Candelabra and sconces all lit. The fire roaring up the chimney. The wine crystal sparkling. Darcy Dancer seated end of the gleamingly polished mahogany. The chill blue colours of the onion pattern Meissen. Norah lugging in the covered dishes. Set by the hearth on the brass warming table. Crooks pouring my glass full of deep red softly fuming claret. A nice cool crack of breeze coming up between these two floor boards. Always means that less than arctic conditions are prevailing in the dining room.

Deliberately I delayed each course. Hoping Miss von B would reappear. Till Norah trying to catch her breath said that her Royal Highness was taking supper in her room. Somewhat mournfully I awaited Crooks to pour my lonely enjoyed Chateau d’Yquem. Knowing that madam especially would appreciate the noble rot of its rich textured pale goldenness softly sliding down the side of the glass rim and its musky heady scents wafting up the nostrils. And instead now she would I suppose, following her supper, be somewhere perusing another anti Catholic volume in the household. In her pale purple gown. By the library fire, or her legs wrapped in a rug in the chillier drawing room or parlour. Or perhaps even freezing her tits off waltzing by herself in the ballroom. As indeed I noticed before she slapped me that she was rather thinly covered there. And the welcome bosom swelling sight of her, did I thought, even make me feel a little dizzy, before as well as after her striking me. And I do indeed feel that way right now.

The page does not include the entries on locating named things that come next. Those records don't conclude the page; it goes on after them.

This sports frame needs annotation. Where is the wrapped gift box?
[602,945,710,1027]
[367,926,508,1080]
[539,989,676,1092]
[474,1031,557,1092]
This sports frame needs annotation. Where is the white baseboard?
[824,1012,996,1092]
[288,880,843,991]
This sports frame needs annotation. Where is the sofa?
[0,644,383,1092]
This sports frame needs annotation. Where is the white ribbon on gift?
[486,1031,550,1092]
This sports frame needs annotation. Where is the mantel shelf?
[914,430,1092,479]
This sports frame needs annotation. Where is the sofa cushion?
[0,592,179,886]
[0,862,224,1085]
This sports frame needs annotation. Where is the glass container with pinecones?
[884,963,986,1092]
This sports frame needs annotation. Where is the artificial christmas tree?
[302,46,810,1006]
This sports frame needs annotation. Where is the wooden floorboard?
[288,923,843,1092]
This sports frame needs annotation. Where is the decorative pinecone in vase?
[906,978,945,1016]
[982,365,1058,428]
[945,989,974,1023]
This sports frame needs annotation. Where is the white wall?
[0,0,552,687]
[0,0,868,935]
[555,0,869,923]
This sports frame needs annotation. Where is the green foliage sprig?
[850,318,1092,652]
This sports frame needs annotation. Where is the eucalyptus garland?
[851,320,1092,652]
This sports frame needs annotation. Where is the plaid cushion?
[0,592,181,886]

‘Master Reginald, is there something wrong.’

‘Well as a matter of fact Crooks I think I may be feeling rather heady.’

‘It’s that d’Yquem, the great accumulated golden overtones from sublime sauterne, would, with enough of it, put your brains pleasantly swirling. Sure it’s the very mummified death of the grape you’re drinking there.’

‘Well I do believe my brain is, as a matter of fact swirling, or else the table is swaying.’

‘Now would I fetch up a bit of our best brandy, it would bring you around in no time. There’s a bottle in the cellar lain there since the middle ages for just such a moment as this.’

‘I think, thank you Crooks, that I shall make do with d’Yquem. O god.’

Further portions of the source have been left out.